Dia hanya tinggal di sana selama seminggu. ’’Harga makanan di Pnom Penh relatif mahal,’’ ujarnya.
Rizal lalu menuju ke Vietnam. Tepatnya ke Kota Ho Chi Minh. Sebelumnya saat kuliah, Rizal pernah ke Ho Chi Minh sebagai single backpacker. Dia merasa betah dan ingin mengulang.
Begitu tiba di Ho Chi Minh, Rizal yang kelelahan tertidur di taman kota dengan menggunakan sleeping bag. Dia didatangi polisi. Mungkin karena namanya masih mengandung unsur Islam, Rizal dicurigai.
Untungnya, dia punya teman CouchSurfing yang bersedia menjemput dan menjelaskan kepada polisi setempat. Di Vietnam Rizal bertahan dua minggu. ’’Harga makanan di Vietnam serbamurah. Orangnya lucu-lucu. Pemandangannya bagus. Banyak alasan untuk betah di sana,’’ ungkapnya.
Tidak hanya di Ho Chi Minh, Rizal juga pergi ke Nha Trang, Da Nang, dan Hanoi sembari mengurus visa untuk ke Tiongkok. Masih dengan menggunakan jalur darat, Rizal ke Kota Nanning, Kunming, dan Dali. Setelah itu, lanjut ke Laos. Rizal ingin merasakan sensasi kemping di tepi Sungai Mekong. Perjalanan berikutnya, dia menuju ke Myanmar. ”Dari Myanmnar, balik lagi Thailand. Lalu, saya pergi ke India,” ujarnya.
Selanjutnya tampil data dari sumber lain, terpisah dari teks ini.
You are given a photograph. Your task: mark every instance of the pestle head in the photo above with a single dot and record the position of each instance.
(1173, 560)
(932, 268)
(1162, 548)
Sesampai di airport, Rizal mendapat masalah. Petugas bandara tidak tahu bahwa wisatawan dari Indonesia bisa mengurus visa di tempat (visa on arrival). Rizal harus menunggu berjam-jam ketika petugas bandara mencari informasi.
Kota pertama yang dikunjungi adalah Kolkata. Lalu Varanasi, Agra, Bodhgaya, New Delhi, Mumbai, Gorakhpur, Haridwar, dan Risikis. Di India, Rizal mengaku bisa melihat belasan pertengkaran di jalan. ”Di kereta hanya gara-gara nemu bolpen yang jatuh, dua orang bisa bertengkar untuk rebutan,” contohnya.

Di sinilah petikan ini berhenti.